The MCH will be a web-based operation with four main components: directions for use, a link to input functions, a link to removal functions, and a link to a clickable map of 8-digit HUCs, so that the user can access information for specific areas of the state. The MCH input data form is intended for people or organizations offering property that may be considered for mitigation projects by applicants for Section 401 Water Quality Certifications and Isolated Wetland Permits. Applicants may review the database to see if any potential mitigation sites are located near their proposed impacts to surface waters. Therefore, the MCH should facilitate the effort to locate wetland, stream and lake mitigation sites close to proposed surface water impacts.

The resources available for NPS Implementation will be dependent on use of the mitigation clearinghouse by those seeking projects for mitigation.

ODOT Stream Mitigation Debit Program

In late 2000, the US Army Corps of Engineers (USACOE) and Ohio EPA began requiring compensatory mitigation for all unavoidable adverse impacts that result in lowering of stream quality. The Ohio Department of Transportation (ODOT) often has to impact streams during highway construction projects (for bridge crossings, culverting, riparian vegetation removal, etc.).

Ohio EPA requires stream mitigation for these type of impacts when a 401 Water Quality Certification is necessary. The specific mitigation requirements are outlined as conditions of granting the 401 certification. The preferred approach is to mitigate at or close (within one mile) to the project impact site. However, when this is not possible and mitigation must occur more than 1 mile from the impact, the mitigation ratio requirement is higher. Stream mitigation sites must be maintained in perpetuity.

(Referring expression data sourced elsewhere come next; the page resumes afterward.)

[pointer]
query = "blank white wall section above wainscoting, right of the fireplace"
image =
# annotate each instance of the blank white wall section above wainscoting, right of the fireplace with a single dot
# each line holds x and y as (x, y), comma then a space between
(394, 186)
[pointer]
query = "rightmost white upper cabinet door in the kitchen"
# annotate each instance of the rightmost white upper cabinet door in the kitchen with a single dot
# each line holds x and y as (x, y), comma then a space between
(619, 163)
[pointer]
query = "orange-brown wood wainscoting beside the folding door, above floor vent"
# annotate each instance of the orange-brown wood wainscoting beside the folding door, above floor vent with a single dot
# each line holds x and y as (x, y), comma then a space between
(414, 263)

At the time compensatory mitigation requirements began, ODOT did not have legal authority to use state transportation funds for anything other than wetland mitigation. While pursuing a change in legal authority (now in place) ODOT and Ohio EPA authored and signed a Memorandum of Understanding (MOU) establishing the ODOT Stream Mitigation Debit Program. Stream mitigation needs (or debits) were tracked until such time as the necessary legislative authority to acquire stream mitigation, through conservation easement or fee simple acquisition, was obtained by ODOT.

In 2003, ODOT had accrued 86,619 lineal feet of stream impacts requiring offsite mitigation at a 1.5 to 1 ratio (=117,738 lineal feet or 22.3 miles). Currently, the remaining stream debt is 34,270 lineal feet, much of which is associated with one project where mitigation purchases were identified but there have been no willing sellers.

A recent example of ODOT stream mitigation implementation with significant impacts to stream integrity is the St. Johns Dam removal project.

Although, the above-referenced program is winding down, ODOT, OEPA and the USACOE are discussing a formal process to meet future ODOT stream mitigation needs. Once established details will be added to the Ohio NPS Plan.

Water Quality Trading

The above-mentioned programs are already in place. A relatively new concept known as water quality trading is being promoted nationally, and is under consideration in several Ohio watersheds, including the Great Miami River. By the end of 2006, Ohio EPA anticipates having rules in place for water quality trading projects.